Paula alucinaba... Estaba totalmente paralizada.


—¡Te odio! —gritó Melisa.


—No mientas otra vez. No me odias —suavizó el tono—. Y si no me hubieras mentido, quizás... —chasqueó la lengua.


—Te gusto.


—Mucho, Melisa, me gustas mucho... —suspiró—, pero Paula...


—Dices que mi padre no sabe querer, pero tú tampoco quieres a Eli. Si la quisieras de verdad, dejarías que fuera feliz con Pedro, pero a ella la
manipulas con tus palabras bonitas de buen samaritano, esperando a que un día te mire con deseo y amor. Y de lo que no quieres darte cuenta es de que Eli ama a Pedro con toda su alma. Es una batalla perdida, Ariel.


—No quiero que esté conmigo por despecho, ¡por eso soy su amigo!


—¡Eli no te quiere!


El silencio quedó roto solo por las lágrimas de Melisa.


—¿Y si cancelamos todo, Ariel? —sugirió, con voz ilusionada—. ¿Y si nos marchamos de aquí? Empecemos de cero tú y yo. Nos olvidamos de todo y nos conocemos. Por favor, Ariel... Solo necesito que tú... me quieras...


Paula sintió un pinchazo en las entrañas ante la súplica de su hermana.

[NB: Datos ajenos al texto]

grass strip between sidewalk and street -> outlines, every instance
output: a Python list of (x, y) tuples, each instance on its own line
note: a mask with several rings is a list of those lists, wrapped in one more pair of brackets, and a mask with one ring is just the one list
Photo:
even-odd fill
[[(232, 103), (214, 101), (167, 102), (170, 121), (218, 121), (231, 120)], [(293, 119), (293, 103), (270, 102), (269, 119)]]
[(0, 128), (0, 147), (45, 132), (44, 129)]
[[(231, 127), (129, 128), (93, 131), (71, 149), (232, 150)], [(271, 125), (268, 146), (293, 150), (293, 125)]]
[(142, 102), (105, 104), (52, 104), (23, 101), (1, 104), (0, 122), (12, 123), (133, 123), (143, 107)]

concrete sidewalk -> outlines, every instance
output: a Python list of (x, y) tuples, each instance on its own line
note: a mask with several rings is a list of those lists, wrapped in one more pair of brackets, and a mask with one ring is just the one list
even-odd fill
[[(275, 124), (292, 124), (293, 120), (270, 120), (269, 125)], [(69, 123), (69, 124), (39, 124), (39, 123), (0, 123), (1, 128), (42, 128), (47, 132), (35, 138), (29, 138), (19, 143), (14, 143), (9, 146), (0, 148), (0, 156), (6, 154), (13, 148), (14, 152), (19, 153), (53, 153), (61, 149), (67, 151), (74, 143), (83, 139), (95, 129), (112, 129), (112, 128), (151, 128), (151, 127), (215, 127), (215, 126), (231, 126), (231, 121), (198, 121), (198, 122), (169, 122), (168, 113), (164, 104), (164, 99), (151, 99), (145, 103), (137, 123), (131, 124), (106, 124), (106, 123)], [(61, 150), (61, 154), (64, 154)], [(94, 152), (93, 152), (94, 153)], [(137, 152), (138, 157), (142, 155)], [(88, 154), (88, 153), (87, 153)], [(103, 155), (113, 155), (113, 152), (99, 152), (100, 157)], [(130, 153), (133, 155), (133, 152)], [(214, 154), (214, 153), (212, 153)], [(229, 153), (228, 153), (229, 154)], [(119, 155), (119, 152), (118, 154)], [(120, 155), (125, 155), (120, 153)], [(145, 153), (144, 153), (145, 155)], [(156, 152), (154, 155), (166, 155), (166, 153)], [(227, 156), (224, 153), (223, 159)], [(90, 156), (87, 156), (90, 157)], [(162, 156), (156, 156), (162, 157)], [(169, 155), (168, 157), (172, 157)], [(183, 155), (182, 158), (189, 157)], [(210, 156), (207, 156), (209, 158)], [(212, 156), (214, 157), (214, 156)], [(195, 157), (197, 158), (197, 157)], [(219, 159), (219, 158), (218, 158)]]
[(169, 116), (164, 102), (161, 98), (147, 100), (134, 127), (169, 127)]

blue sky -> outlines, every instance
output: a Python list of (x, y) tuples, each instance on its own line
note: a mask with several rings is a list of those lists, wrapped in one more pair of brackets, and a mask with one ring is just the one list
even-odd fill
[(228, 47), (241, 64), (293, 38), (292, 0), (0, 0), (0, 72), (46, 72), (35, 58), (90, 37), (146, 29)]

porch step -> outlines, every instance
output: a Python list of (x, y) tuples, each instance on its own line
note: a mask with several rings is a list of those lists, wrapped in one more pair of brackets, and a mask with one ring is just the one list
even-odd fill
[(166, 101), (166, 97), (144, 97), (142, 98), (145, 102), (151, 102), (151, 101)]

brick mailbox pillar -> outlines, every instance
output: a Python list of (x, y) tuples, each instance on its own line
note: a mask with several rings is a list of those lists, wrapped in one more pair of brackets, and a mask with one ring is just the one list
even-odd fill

—Tengo miedo... —confesó Melisa en un susurro.


—No permitiré que te pase nada malo. ¿Estás segura de esto?


—No, pero es la mejor solución.


—Pues vamos.


Se dirigieron a la suite que comunicaba con esa.


Paula no daba crédito. Salió de debajo de la cama y corrió hacia los ascensores. Bajó las escaleras, acalorada y sudorosa por el esfuerzo. 


Utilizó la puerta de los empleados para no pasar por la recepción y poder quedarse con la llave. 


Condujo hacia el apartamento.


No supo por qué, o sí lo supo... Tenía que impedir que su hermana cometiera una locura.